American minister and leader of the Underground Railroad (1823–1906)

Henry Brown (April 17, 1823 – September 3, 1906) was an American minister of the African Methodist Episcopal Church, abolitionist, and leader of the Underground Railroad.

== Early life and education ==
Brown was born into slavery on a plantation in Raleigh, North Carolina on April 17, 1823.

In 1835 at the age of 12, Brown was separated from his family and moved to Ohio. In 1837, he was purchased as an indentured servant for a Quaker family in Indiana, where he was a farm laborer. He received his freedom through manumission at around the age of 20.

Brown was self-taught through reading literature and the Bible.

== Career ==
In 1846, Brown was ordained as a minister in the African Methodist Episcopal Church. Brown was a frequent preacher at congregations in the Midwest.

After moving to Springfield, Illinois in around 1848, Brown became an active leader and "conductor" in the Underground Railroad in Quincy and Springfield, assisting individuals escaping slavery and in pursuit of freedom.

Brown was an active advocate for the rights of African Americans, serving as a delegate to the 1853 Illinois Colored Convention which advocated in favor of repealing discriminatory laws impacting African Americans.

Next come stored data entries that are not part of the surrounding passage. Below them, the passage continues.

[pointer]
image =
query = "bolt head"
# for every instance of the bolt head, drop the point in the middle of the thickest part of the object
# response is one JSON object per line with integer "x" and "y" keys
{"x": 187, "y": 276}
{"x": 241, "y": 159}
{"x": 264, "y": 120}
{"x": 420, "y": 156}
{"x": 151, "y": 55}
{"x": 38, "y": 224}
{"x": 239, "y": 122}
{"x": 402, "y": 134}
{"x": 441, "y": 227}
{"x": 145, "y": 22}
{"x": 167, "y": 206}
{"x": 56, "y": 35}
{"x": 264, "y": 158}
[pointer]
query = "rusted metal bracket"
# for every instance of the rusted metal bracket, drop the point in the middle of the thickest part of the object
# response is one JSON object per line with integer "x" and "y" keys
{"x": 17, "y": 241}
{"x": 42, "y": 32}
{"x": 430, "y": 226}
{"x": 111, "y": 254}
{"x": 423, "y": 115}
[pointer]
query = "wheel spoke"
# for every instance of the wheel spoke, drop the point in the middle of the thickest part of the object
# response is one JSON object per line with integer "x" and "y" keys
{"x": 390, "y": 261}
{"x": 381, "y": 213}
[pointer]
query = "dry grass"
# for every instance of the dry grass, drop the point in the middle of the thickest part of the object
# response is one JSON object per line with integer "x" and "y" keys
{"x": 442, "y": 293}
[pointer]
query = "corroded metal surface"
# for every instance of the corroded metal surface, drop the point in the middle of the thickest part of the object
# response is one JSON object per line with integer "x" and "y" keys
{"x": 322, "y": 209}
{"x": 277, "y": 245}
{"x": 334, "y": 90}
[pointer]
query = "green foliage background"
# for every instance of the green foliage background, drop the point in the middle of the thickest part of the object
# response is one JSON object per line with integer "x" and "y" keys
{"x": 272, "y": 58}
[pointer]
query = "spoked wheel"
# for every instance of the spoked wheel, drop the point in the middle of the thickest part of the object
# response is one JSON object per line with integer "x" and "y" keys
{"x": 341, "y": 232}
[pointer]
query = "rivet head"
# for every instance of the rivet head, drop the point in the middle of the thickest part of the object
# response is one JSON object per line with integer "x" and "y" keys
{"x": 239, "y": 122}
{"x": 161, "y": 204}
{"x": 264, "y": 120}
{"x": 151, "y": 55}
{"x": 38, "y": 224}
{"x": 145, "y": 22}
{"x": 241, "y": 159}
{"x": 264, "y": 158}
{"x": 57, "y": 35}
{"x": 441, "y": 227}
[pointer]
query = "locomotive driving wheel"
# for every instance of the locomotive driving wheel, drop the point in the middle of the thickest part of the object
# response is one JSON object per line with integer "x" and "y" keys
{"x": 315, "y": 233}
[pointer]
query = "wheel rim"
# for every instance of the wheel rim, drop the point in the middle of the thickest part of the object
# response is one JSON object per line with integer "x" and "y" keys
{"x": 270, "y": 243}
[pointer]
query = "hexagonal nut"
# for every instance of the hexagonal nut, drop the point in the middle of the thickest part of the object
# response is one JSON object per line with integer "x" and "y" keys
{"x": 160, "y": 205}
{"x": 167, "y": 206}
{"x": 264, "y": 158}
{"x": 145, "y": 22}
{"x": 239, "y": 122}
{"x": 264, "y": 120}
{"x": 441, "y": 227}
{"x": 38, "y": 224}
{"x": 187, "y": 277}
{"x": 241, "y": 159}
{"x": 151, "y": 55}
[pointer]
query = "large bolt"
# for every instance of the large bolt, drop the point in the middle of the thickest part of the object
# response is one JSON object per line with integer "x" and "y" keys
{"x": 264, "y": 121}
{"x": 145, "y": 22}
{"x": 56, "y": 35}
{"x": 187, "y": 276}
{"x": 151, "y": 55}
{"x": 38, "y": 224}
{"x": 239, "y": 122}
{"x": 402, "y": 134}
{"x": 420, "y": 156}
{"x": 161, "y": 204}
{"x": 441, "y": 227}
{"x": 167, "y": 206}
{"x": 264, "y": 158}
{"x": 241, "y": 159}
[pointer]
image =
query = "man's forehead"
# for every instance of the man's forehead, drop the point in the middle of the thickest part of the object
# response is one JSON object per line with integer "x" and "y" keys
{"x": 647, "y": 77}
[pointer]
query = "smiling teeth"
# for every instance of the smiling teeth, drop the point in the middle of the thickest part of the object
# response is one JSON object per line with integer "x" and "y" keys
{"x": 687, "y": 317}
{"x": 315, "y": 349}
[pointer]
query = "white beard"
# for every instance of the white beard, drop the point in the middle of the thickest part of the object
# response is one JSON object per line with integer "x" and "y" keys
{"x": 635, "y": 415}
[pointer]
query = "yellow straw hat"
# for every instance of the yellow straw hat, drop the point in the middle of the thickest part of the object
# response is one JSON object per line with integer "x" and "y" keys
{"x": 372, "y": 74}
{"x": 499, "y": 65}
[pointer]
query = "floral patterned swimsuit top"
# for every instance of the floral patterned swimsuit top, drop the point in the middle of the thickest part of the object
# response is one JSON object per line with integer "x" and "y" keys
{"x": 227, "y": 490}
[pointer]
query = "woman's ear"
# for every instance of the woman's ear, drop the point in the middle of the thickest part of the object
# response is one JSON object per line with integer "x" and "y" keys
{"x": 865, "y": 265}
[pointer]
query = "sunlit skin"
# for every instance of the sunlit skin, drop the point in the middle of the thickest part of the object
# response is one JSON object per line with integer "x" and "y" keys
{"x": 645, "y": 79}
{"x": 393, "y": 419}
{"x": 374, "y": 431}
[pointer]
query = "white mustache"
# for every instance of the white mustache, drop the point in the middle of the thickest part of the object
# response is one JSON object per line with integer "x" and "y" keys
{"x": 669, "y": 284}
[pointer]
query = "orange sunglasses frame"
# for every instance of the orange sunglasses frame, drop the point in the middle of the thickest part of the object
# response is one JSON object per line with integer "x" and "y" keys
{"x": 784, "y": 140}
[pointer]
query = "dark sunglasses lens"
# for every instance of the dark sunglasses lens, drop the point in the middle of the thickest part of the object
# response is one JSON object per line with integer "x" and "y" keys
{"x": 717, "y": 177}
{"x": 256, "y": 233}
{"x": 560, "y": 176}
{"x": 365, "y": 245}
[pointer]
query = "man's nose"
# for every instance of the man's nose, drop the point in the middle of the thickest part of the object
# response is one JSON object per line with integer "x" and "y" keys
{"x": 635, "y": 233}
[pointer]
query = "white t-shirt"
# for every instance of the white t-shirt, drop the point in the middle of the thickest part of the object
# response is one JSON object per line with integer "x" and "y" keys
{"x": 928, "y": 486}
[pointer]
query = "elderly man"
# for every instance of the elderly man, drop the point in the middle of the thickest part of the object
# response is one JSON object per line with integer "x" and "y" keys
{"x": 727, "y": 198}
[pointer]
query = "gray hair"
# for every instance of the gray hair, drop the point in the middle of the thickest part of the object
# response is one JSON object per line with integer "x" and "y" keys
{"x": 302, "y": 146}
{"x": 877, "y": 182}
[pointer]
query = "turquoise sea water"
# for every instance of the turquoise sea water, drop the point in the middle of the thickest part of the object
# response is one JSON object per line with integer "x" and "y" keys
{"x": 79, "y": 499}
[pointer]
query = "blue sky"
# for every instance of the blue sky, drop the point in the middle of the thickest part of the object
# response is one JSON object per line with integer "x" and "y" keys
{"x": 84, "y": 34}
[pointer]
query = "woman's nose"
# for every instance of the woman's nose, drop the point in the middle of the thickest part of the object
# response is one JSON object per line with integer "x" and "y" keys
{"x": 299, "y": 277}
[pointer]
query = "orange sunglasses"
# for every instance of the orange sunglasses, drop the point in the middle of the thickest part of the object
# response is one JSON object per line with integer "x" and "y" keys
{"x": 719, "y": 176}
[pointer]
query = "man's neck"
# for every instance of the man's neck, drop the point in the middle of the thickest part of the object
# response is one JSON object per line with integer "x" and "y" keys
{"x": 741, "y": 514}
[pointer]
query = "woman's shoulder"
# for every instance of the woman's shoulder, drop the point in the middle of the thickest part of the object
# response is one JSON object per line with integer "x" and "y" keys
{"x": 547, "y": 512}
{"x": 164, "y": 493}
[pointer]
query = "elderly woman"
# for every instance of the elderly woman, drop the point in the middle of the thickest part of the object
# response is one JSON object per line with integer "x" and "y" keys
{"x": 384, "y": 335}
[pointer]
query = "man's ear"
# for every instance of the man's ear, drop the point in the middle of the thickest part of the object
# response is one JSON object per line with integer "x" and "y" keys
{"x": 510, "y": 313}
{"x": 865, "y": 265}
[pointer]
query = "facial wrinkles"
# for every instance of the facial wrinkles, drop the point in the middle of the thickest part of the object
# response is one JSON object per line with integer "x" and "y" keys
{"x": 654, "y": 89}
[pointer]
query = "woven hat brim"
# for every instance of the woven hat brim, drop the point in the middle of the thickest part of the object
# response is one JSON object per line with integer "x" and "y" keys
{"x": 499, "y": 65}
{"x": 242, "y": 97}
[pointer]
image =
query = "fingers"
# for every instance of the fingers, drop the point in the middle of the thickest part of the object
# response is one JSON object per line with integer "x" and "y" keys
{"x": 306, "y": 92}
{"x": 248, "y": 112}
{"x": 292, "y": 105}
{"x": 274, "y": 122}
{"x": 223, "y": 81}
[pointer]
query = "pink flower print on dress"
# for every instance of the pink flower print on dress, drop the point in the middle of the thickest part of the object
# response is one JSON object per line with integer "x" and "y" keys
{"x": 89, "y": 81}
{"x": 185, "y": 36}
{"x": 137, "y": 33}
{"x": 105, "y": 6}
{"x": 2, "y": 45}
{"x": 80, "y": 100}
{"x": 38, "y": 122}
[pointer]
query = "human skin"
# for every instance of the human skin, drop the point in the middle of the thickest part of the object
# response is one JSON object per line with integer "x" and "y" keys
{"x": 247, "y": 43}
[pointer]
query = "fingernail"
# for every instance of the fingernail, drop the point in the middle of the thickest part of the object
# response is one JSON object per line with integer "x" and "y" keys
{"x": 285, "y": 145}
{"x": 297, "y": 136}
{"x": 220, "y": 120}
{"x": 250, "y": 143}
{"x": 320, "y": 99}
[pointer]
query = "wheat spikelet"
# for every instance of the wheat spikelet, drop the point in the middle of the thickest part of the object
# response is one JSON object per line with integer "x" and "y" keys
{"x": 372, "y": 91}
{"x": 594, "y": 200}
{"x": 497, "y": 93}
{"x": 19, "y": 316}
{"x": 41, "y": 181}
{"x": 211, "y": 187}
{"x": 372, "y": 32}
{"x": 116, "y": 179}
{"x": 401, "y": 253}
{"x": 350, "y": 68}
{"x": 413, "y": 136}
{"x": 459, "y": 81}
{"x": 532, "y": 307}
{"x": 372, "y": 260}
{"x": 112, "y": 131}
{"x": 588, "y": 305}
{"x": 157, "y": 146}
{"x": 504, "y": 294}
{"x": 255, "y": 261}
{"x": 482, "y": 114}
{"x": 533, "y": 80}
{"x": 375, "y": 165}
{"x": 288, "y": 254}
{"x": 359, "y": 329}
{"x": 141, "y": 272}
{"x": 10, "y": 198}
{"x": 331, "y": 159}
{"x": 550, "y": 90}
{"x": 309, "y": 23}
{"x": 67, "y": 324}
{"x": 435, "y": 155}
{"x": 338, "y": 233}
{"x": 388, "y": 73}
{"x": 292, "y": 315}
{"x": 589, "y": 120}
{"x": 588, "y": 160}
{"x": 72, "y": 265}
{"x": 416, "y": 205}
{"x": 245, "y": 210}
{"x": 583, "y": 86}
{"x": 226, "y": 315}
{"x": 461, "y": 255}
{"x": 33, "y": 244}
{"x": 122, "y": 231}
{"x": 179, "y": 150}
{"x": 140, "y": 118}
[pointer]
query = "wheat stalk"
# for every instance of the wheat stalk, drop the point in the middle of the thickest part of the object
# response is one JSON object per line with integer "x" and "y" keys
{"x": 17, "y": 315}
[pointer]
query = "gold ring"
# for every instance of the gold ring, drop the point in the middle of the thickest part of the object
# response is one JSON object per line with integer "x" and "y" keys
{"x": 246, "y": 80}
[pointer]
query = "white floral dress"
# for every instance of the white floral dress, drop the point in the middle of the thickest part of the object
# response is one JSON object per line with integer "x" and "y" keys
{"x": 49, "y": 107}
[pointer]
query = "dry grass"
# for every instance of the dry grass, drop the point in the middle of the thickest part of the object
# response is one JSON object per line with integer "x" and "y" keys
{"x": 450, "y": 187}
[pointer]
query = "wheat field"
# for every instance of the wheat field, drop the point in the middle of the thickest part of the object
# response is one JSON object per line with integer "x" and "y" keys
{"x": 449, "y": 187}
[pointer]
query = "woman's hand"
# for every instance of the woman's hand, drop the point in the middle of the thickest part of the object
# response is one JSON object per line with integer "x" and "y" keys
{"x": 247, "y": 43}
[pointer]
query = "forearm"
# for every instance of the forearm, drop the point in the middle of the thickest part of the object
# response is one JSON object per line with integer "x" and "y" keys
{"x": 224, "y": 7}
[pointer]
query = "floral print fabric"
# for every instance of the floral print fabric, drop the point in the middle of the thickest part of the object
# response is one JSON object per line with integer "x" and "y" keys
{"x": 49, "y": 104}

After the American Civil War, Brown was a frequent guest speaker at public events, where he recalled memories of the war and celebrated the end of slavery in the United States. In 1873, he was the keynote speaker at Springfield's commemoration celebration of the Fifteenth Amendment to the United States Constitution.

=== Association with Abraham Lincoln ===
In around 1848, Brown became acquainted with Abraham Lincoln, the future President of the United States. To supplement his "meager" income as a preacher, Brown worked for Lincoln and his family for over 12 years, serving in various roles as a handyman, shoemaker, and assistant until Lincoln and his family moved to Washington, D.C. in 1861 after he was elected president. Brown remained a friend of the Lincoln family after they moved.

After Lincoln's death in 1865, Brown received a telegram from the Lincoln family requesting that he take part in Lincoln's Springfield funeral procession. Brown was given the task of leading Lincoln's beloved driving horse, "Old Bob," in the procession, whose spot was immediately behind the hearse and in front of the carriage carrying Robert Todd Lincoln.

== Personal life ==
In 1847, Brown married Mary A. King in Paris, Illinois. They had five children, including a son, Thomas, who became one of the first African Americans admitted to practice law in Illinois.

== Death ==
Brown died in 1906 at the age of 83. He is interred at Oak Ridge Cemetery in close proximity to the Lincoln Tomb.

== Legacy ==
The "Henry Brown Lodge No 22" Masonic lodge in Peoria, Illinois is named after Brown.

Brown has been portrayed by reenactors of the Lincoln funeral procession.